On 27.06.19 10:10, Michal Hocko wrote: > On Thu 27-06-19 10:50:57, Alastair D'Silva wrote: >> On Wed, 2019-06-26 at 08:57 +0200, Michal Hocko wrote: >>> On Wed 26-06-19 16:27:30, Alastair D'Silva wrote: >>>> On Wed, 2019-06-26 at 08:21 +0200, Michal Hocko wrote: >>>>> On Wed 26-06-19 16:11:21, Alastair D'Silva wrote: >>>>>> From: Alastair D'Silva <alastair@d-silva.org> >>>>>> >>>>>> If a memory section comes in where the physical address is >>>>>> greater >>>>>> than >>>>>> that which is managed by the kernel, this function would not >>>>>> trigger the >>>>>> bug and instead return a bogus section number. >>>>>> >>>>>> This patch tracks whether the section was actually found, and >>>>>> triggers the >>>>>> bug if not. >>>>> >>>>> Why do we want/need that? In other words the changelog should >>>>> contina >>>>> WHY and WHAT. This one contains only the later one. >>>>> >>>> >>>> Thanks, I'll update the comment. >>>> >>>> During driver development, I tried adding peristent memory at a >>>> memory >>>> address that exceeded the maximum permissable address for the >>>> platform. >>>> >>>> This caused __section_nr to silently return bogus section numbers, >>>> rather than complaining. >>> >>> OK, I see, but is an additional code worth it for the non-development >>> case? I mean why should we be testing for something that shouldn't >>> happen normally? Is it too easy to get things wrong or what is the >>> underlying reason to change it now? >>> >> >> It took me a while to identify what the problem was - having the BUG_ON >> would have saved me a few hours. >> >> I'm happy to just have the BUG_ON 'nd drop the new error return (I >> added that in response to Mike Rapoport's comment that the original >> patch would still return a bogus section number). > > Well, BUG_ON is about the worst way to handle an incorrect input. You > really do not want to put a production environment down just because > there is a bug in a driver, right? There are still many {VM_}BUG_ONs > in the tree and there is a general trend to get rid of many of them > rather than adding new ones. VM_BUG_ON is only really active with CONFIG_DEBUG_VM. On !CONFIG_DEBUG_VM it translated to BUILD_BUG_ON_INVALID(), which is a compile-time only check. Or am I missing something?
On Fri 28-06-19 13:37:07, David Hildenbrand wrote: > VM_BUG_ON is only really active with CONFIG_DEBUG_VM. On > !CONFIG_DEBUG_VM it translated to BUILD_BUG_ON_INVALID(), which is a > compile-time only check. > > Or am I missing something? You are not missing anything.

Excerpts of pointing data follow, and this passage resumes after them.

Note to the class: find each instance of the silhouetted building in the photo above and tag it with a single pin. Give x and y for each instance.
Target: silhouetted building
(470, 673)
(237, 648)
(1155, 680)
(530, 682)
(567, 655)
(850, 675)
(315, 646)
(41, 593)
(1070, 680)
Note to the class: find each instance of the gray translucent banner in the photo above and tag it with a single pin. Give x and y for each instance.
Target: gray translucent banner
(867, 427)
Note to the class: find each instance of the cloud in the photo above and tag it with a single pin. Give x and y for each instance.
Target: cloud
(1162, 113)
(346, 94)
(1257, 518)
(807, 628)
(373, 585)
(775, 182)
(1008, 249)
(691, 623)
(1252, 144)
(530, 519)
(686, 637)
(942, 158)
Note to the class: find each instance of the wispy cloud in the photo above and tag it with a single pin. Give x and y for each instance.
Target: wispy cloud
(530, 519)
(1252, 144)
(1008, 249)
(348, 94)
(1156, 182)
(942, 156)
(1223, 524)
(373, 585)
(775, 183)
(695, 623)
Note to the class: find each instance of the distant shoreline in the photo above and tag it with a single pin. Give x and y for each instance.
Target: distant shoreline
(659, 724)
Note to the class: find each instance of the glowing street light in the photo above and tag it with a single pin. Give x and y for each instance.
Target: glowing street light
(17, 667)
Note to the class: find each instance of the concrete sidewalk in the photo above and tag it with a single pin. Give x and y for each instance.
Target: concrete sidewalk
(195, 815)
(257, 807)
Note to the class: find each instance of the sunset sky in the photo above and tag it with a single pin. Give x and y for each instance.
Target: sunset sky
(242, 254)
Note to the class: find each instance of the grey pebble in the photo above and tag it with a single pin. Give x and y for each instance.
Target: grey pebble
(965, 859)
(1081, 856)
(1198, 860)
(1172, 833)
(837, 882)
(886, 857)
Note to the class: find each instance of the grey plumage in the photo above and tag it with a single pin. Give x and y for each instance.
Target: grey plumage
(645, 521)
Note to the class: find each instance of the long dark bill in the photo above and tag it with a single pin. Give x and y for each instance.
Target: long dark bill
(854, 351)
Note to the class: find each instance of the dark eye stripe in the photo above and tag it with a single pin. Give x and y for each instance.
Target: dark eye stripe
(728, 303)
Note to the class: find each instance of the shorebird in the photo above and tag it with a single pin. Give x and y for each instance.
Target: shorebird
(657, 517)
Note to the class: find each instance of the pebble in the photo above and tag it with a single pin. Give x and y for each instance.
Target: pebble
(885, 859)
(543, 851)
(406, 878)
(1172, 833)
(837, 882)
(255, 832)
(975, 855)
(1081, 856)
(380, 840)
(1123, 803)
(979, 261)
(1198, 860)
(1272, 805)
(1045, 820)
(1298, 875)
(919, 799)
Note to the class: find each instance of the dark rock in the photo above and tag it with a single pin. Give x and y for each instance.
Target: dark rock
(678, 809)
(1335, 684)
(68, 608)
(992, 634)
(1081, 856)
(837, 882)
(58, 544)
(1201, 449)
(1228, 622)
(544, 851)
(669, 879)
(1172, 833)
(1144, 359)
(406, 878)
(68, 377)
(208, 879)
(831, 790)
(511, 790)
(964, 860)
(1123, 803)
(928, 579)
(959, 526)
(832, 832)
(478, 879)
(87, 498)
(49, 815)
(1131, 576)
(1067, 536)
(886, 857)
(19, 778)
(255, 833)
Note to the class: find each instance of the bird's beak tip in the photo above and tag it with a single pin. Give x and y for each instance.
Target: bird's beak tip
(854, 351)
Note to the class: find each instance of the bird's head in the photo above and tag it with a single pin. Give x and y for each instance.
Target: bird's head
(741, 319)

On Fri 28-06-19 10:46:28, Alastair D'Silva wrote: [...] > Given that there is already a VM_BUG_ON in the code, how do you feel > about broadening the scope from 'VM_BUG_ON(!root)' to 'VM_BUG_ON(!root > || (root_nr == NR_SECTION_ROOTS))'? As far as I understand the existing VM_BUG_ON will hit when the mem_section tree gets corrupted. This is a different situation to an incorrect section given so I wouldn't really mix those two. And I still do not see much point to protect from unexpected input parameter as this is internal function as already pointed out.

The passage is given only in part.